Although it was very easy to make, it took a bit of pre-planning. I started the dressing the night before by softening some sun dried tomatoes in olive oil, and soaking some red onions in the red wine vinegar. They soaked overnight, then I used that oil and vinegar to make the dressing. I used a few sun dried tomato pieces and a few onion pieces in the dressing. The rest I added to the pasta salad so they wouldn’t go to waste (plus they would tie the flavors together!)
The Sun-dried Tomato and Rosemary Vinaigrette came together in less than five minutes the next day. Really quite simple! It would be great on a side salad that accompanies pasta with puttanesca sauce. It also is perfect for pasta salad. I used about half of this dressing on pasta salad I made. The rest I put in a small bottle and placed in the refrigerator. I will last three to four weeks, but you will probably use it all up by then! And then I will have to make it again – it is that good!!

Sun-Dried Tomato and Rosemary Vinaigrette
Ingredients
- 12 Sun-Dried Tomatoes not packed in oil
- ½ cup extra virgin olive oil
- ½ cup red onion very thin sliced
- ⅓ cup red wine vinegar
- 1 rosemary sprig 6”, stripped and leaves chopped fine (about 2 tsp fresh rosemary)

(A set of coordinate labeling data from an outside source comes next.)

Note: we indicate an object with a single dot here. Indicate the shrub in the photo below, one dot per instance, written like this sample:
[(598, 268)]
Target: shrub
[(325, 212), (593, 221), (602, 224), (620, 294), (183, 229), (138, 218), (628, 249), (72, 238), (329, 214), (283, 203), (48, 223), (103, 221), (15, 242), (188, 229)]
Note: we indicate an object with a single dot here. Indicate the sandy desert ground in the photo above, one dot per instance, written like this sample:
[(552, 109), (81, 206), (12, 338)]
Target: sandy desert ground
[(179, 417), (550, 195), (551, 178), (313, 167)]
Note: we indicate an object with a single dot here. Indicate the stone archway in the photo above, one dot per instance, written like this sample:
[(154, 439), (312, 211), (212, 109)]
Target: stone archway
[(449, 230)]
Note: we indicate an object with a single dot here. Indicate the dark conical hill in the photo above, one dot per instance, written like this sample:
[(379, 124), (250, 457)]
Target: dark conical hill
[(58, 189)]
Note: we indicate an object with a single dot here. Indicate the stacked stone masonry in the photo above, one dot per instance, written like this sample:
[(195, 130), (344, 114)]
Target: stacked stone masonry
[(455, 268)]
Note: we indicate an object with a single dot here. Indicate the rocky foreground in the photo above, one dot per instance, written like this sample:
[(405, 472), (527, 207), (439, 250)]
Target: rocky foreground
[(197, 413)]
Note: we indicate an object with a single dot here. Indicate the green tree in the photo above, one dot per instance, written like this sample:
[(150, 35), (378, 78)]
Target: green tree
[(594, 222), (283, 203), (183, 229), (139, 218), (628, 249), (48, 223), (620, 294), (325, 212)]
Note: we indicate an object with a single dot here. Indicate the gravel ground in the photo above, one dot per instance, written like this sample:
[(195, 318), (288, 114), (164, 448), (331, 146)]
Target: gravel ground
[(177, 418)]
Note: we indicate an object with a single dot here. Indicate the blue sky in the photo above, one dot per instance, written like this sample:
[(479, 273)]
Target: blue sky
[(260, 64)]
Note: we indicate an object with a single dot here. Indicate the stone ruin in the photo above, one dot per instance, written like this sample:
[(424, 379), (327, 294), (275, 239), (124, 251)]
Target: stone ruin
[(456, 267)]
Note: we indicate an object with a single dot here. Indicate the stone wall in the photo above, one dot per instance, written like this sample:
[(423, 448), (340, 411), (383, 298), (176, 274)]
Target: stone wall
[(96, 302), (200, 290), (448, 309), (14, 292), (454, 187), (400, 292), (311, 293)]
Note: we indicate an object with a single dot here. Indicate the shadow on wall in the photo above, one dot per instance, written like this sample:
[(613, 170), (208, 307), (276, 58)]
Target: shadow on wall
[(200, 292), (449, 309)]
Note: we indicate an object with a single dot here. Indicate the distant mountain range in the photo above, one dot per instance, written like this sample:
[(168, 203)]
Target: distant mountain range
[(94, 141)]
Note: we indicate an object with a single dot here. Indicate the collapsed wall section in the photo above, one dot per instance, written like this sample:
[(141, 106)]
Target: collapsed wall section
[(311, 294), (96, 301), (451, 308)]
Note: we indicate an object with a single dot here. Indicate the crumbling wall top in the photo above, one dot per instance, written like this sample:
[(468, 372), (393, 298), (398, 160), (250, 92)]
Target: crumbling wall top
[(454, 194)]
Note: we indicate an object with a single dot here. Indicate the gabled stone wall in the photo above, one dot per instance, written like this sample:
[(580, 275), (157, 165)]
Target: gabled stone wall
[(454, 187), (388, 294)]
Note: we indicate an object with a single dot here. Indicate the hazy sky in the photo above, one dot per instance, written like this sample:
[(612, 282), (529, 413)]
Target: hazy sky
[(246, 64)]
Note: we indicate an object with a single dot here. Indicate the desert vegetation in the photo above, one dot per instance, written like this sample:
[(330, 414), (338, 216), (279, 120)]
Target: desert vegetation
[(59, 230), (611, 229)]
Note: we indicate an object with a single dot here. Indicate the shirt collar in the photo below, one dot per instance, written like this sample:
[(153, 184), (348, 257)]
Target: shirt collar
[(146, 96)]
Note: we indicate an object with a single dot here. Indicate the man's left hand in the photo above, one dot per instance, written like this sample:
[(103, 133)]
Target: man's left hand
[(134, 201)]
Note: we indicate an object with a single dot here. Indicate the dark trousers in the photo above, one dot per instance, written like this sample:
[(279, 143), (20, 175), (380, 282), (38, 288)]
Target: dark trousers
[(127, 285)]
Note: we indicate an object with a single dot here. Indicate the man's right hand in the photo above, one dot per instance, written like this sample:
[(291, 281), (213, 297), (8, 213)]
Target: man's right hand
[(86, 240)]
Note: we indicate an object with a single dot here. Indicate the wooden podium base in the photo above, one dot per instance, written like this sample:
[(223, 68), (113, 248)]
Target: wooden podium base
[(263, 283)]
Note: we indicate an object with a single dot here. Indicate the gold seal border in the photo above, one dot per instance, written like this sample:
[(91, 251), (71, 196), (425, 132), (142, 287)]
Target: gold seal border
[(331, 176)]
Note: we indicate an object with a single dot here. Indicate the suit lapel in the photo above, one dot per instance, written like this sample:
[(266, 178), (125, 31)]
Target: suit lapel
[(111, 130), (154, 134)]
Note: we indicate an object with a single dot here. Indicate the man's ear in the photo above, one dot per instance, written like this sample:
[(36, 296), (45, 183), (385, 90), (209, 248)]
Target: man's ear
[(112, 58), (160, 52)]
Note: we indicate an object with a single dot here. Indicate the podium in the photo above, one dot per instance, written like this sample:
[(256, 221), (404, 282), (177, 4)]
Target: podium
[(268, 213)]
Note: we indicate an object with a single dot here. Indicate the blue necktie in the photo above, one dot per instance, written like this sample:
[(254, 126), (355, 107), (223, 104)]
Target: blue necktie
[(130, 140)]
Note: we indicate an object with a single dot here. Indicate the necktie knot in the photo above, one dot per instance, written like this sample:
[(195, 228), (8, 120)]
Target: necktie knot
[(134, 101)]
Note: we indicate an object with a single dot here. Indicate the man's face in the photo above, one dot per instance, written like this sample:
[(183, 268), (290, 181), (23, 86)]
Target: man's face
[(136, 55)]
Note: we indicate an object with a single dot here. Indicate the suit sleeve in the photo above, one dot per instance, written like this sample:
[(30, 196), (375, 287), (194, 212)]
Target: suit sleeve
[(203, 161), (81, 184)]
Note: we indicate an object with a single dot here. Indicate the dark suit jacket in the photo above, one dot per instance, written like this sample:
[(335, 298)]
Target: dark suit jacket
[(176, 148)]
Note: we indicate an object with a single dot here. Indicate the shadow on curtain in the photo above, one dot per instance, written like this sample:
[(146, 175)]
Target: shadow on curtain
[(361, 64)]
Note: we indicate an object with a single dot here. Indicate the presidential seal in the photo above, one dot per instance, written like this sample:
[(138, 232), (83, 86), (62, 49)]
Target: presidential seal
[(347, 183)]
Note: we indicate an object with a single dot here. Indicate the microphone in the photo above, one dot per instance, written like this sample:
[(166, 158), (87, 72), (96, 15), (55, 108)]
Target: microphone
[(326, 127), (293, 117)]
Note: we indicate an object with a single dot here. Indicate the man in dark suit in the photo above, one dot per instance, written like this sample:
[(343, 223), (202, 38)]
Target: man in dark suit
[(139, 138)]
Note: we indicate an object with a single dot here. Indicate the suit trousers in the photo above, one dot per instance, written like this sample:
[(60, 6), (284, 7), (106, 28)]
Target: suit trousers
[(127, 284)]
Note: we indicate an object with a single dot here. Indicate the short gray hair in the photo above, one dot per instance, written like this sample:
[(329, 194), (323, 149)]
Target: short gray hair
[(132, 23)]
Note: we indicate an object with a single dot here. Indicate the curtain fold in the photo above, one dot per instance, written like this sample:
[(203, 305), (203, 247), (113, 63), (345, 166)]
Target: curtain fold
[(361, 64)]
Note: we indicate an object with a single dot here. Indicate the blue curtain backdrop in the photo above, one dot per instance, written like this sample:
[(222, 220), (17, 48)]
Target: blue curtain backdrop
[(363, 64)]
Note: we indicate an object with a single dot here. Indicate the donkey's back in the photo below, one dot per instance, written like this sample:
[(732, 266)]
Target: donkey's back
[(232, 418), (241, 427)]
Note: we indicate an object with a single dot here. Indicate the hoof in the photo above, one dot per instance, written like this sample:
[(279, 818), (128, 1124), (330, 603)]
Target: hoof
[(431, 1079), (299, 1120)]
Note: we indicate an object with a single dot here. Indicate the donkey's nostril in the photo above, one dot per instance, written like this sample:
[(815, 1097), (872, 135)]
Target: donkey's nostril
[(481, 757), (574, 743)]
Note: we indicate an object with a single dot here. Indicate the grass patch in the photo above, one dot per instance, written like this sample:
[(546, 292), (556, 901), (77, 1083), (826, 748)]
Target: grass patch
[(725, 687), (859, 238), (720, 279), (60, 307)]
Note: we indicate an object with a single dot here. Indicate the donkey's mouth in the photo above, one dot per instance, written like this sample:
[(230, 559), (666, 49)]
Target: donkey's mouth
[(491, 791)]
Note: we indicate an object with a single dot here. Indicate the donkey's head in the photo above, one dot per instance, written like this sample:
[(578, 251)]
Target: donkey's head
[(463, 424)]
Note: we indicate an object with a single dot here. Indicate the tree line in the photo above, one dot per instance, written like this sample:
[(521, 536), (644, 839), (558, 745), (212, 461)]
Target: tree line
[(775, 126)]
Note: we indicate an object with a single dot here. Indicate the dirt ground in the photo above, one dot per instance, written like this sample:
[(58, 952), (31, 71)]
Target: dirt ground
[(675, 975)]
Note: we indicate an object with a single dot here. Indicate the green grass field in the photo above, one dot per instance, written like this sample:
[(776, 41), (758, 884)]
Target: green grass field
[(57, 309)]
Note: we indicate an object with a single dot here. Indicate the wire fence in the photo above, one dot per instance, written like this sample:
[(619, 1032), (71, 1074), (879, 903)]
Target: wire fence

- 1 clove of garlic peeled and lightly crushed
- ¼ tsp dijon mustard
- 1 tsp honey
- 1 TBS capers roughly chopped
- 2 tsp fresh squeezed lemon juice
- Kosher salt and fresh ground black pepper to taste
Instructions
- Cut the sun dried tomatoes into very thin strips and put in a small bowl
- Cover with the olive oil. Be sure all the tomato pieces are under the oil. Cover with and let sit on the counter overnight, or at least 4 hours
- Place the cut onions in another small bowl, and cover with the red wine vinegar. Again, be sure all the onion pieces are under the vinegar. Cover and let set in the refrigerator overnight, or at least 4 hour
- When you are ready to make the dressing, place a mesh strainer over the bowl you will be making your dressing in
- Strain the vinegar from the onion into the work bowl. Retain the onions
- Using a different bowl, strain the oil from the sun dried tomatoes. Retain both the oil and the tomatoes
- Use 8 – 10 pieces of the onion, and very finely chop them. Add the chopped onions to the vinegar.
- Add the garlic clove, and chopped rosemary to the vinegar. Set aside on the counter for about 30 minutes
- Remove the garlic clove. Add dijon mustard, honey, lemon juice and capers and begin whisking vigorously.
- Continue to whisk, and slowly pour the olive oil into the vinegar in a thin, steady stream. Continue to whisk until all the oil has been added and for about 20 – 30 seconds more.
- Test the dressing, and add kosher salt and fresh ground black pepper to taste.